Our objectives are to obtain reasonable assurance about whether the financial statements as a whole are free from material misstatement, whether due to fraud or error, and to issue an auditor's report that includes our opinion. Reasonable assurance is a high level of assurance but is not a guarantee that an audit conducted in accordance with ISAs (UK) will always detect a material misstatement when it exists.
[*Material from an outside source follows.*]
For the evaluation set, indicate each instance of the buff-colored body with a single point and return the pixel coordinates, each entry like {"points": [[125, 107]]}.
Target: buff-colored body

Misstatements can arise from fraud or error and are considered material if, individually or in the aggregate, they could reasonably be expected to influence the economic decisions of users taken on the basis of these financial statements.
The extent to which our procedures are capable of detecting irregularities, including fraud, is detailed below;
the engagement partner ensured that the engagement team collectively had the appropriate competence, capabilities and skills to identify or recognise non-compliance with applicable laws and regulations;
we identified the laws and regulations applicable to the group through discussions with directors and other management, and from our commercial knowledge and experience of the automotive sector;
we focused on specific laws and regulations which we considered may have a direct material effect on the financial statements or the operations of the group, including the Companies Act 2006, taxation legislation, the Financial Conduct Authority, employment and health and safety legislation;
we assessed the extent of compliance with the laws and regulations identified above through making enquiries of management and inspecting legal correspondence; and
identified laws and regulations were communicated within the audit team regularly and the team remained alert to instances of non-compliance throughout the audit.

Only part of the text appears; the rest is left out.